Nordstrom is also putting an influencer-created collection on its shelves. Last September, the retailer collaborated with popular lifestyle and fashion blog Something Navy to offer a capsule collection of clothing, shoes and accessories. The line, Treasure & Bond x SomethingNavy, sold so well that the upscale department store chain says it will now offer a new Something Navy brand this fall.
Charnas, the woman behind Something Navy, has more than 1 million followers on Instagram alone, and Nordstrom is counting on learning a lot from the ready-made focus group that she has at her fingertips.
“Arielle has been sharing different elements of the brand, including fabric swatches, color inspiration and sketches, with her followers for feedback,” Nordstrom said in a statement. “We’re listening to what they’re saying and are referencing their responses as we design the brand. … Arielle has developed a strong following and we’re hoping the synergy between both our brand and the Something Navy audience will introduce new customers to Nordstrom.”
In addition to driving traffic toward a particular store or brand, influencers also create content, whether it’s photos on Instagram, a video on YouTube or musings on a blog, that companies can reuse, Kline says.
“This content is quite valuable” to a retailer or other company, he says. “You’re getting these eyeballs, but also content which you can repurpose in other marketing materials.”
And it might be easier to assess the value of an influencer’s impact than that of a celebrity ambassador who lends their face to a TV ad.
“One thing for sure is that influencers provide statistics and evidence of click-throughs, sales, likes and engagement rates,” says Louise Roe, a TV host and lifestyle blogger who has worked with a mix of brands and retailers including Macy’s and Jimmy Choo. “So a company can really track their investment. The impact of a star on a billboard is harder to measure with such accuracy.”
Paid posts may be suspect to some shoppers, who increasingly want to see a real connection between influencers and the products they promote. Roe says that she discloses such arrangements and tries “to keep a balance between sponsored and nonsponsored content.”
Last year, Target turned to a group of young teens and tweens to help it design its Gen Z focused clothing line, Art Class.

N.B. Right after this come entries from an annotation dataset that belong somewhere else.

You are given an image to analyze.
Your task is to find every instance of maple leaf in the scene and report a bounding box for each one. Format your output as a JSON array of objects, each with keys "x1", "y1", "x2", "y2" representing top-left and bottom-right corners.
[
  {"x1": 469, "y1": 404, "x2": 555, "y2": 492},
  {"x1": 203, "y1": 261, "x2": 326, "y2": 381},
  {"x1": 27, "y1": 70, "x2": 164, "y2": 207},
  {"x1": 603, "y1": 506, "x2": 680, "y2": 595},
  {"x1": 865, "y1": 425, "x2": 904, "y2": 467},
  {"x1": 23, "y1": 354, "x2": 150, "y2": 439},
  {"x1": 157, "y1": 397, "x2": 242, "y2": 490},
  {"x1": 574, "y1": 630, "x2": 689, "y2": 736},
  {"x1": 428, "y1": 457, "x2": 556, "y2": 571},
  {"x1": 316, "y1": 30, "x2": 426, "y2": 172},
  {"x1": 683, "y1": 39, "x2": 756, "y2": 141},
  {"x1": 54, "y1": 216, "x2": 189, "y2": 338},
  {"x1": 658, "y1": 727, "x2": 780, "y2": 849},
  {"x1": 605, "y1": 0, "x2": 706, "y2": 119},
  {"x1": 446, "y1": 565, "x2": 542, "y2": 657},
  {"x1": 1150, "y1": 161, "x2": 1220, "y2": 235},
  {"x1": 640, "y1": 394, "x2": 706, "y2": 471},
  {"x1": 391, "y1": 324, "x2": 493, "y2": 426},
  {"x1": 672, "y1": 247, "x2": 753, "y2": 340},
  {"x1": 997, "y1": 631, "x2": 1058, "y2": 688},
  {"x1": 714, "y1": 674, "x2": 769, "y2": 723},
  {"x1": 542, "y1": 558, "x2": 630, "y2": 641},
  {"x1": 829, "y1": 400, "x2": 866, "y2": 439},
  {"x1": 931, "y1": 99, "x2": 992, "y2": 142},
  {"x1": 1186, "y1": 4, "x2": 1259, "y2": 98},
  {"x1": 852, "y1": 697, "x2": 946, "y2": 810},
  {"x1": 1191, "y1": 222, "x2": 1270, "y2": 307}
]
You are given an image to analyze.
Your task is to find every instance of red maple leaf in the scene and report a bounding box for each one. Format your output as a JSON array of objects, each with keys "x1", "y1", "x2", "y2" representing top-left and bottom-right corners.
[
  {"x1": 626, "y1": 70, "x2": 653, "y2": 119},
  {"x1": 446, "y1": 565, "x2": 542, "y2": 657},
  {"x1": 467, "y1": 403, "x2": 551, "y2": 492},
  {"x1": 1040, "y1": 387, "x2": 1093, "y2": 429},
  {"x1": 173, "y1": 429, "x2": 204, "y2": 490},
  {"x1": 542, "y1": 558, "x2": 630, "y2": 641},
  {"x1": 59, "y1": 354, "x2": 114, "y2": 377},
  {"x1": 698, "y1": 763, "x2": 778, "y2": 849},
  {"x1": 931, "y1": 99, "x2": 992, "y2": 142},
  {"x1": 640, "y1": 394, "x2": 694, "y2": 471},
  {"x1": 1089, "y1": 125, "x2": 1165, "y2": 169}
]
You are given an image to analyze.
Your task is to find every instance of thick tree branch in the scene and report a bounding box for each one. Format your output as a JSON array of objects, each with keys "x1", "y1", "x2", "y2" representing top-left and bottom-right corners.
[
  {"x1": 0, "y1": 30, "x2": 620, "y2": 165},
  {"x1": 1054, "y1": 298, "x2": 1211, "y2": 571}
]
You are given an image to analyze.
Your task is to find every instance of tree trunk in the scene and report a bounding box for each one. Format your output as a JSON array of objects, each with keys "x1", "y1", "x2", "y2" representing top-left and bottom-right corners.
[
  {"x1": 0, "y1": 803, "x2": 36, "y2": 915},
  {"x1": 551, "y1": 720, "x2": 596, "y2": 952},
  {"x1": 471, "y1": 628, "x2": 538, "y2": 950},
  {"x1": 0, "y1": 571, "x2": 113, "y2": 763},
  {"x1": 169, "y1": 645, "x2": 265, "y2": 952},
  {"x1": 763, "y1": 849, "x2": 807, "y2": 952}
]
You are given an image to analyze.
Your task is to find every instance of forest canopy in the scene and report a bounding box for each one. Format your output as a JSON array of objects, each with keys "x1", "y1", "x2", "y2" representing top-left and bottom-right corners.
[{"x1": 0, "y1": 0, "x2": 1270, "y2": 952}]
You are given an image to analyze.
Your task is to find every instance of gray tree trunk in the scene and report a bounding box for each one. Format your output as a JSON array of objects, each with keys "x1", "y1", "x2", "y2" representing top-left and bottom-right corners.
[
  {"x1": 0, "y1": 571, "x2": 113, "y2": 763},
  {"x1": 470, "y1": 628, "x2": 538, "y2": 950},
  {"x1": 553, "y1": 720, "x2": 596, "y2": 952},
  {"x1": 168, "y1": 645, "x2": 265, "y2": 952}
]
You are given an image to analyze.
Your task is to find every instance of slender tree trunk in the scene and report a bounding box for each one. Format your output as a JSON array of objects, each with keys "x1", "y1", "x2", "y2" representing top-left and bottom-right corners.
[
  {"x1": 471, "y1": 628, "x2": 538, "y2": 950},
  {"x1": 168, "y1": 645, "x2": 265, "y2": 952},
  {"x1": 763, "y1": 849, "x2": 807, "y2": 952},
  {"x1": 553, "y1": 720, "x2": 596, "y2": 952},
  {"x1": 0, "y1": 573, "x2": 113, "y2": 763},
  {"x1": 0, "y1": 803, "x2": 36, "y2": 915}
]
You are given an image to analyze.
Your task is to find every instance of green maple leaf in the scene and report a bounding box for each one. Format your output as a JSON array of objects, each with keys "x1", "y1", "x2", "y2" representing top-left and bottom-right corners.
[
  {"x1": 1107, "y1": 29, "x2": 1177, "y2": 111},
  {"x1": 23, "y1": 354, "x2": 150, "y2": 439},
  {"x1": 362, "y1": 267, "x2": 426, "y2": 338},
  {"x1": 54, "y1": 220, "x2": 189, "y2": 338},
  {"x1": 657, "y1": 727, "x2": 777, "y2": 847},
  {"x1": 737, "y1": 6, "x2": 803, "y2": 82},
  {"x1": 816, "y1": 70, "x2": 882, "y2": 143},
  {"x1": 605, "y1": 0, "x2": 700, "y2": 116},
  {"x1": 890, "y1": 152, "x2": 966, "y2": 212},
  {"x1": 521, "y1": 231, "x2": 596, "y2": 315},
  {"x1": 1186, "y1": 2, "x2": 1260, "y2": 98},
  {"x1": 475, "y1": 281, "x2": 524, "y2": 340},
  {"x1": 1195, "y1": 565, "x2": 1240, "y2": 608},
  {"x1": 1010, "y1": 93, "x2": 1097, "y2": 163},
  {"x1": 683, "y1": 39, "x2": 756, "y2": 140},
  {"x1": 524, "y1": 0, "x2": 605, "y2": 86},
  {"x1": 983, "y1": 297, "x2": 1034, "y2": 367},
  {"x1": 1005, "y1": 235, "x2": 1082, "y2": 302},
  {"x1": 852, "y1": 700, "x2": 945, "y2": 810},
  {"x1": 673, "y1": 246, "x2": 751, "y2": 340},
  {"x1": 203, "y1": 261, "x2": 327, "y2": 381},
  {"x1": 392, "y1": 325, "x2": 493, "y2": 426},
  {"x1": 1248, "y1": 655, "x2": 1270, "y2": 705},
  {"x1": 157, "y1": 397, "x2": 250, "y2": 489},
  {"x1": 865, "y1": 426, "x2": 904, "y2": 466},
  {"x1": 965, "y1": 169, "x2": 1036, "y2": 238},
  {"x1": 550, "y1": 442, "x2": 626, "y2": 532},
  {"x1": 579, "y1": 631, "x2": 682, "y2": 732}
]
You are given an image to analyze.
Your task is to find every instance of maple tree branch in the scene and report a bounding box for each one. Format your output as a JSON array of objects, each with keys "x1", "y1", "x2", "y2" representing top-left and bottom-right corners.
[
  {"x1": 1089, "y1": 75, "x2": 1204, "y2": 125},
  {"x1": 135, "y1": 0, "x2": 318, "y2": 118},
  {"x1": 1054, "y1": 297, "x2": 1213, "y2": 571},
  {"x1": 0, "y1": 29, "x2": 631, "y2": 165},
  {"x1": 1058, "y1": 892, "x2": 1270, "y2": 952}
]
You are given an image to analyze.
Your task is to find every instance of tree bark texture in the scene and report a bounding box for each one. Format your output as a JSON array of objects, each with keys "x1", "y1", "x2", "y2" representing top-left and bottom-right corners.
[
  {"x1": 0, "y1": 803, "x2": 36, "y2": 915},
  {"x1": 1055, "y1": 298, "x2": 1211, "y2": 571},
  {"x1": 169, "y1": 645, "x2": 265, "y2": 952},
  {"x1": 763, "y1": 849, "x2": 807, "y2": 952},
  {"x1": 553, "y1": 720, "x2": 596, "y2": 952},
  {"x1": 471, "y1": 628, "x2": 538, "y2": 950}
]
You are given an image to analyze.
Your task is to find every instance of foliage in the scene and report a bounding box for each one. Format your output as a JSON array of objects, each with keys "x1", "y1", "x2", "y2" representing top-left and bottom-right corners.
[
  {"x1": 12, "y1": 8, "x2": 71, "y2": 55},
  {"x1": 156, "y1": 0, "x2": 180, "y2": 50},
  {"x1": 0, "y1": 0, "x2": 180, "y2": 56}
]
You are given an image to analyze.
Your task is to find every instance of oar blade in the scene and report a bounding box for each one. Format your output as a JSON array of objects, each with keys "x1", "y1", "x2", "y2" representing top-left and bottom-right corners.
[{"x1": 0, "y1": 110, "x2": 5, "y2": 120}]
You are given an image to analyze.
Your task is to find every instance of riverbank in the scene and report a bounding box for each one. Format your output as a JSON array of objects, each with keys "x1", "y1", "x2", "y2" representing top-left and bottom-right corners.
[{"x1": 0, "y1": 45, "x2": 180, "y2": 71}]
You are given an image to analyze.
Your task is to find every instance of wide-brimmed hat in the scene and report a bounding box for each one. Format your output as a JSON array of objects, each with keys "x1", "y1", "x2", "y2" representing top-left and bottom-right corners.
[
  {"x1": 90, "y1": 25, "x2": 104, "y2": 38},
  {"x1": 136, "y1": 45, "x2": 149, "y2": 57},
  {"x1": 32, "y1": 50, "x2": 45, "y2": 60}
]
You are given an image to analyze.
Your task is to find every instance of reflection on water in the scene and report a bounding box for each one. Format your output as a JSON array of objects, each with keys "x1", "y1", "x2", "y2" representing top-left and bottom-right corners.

The retailer also works with social media mavens to build connections with shoppers.
“Influencers are an important part of how we reach our guests, but our focus is on investing in relationships, not transactions,” says Rick Gomez, Target’s chief marketing officer. “That means working directly with influencers who understand and love our brand and who can connect authentically with our guests on Target’s behalf. We also closely measure the work we do with influencers to ensure it’s effective in helping achieve the goals we establish.”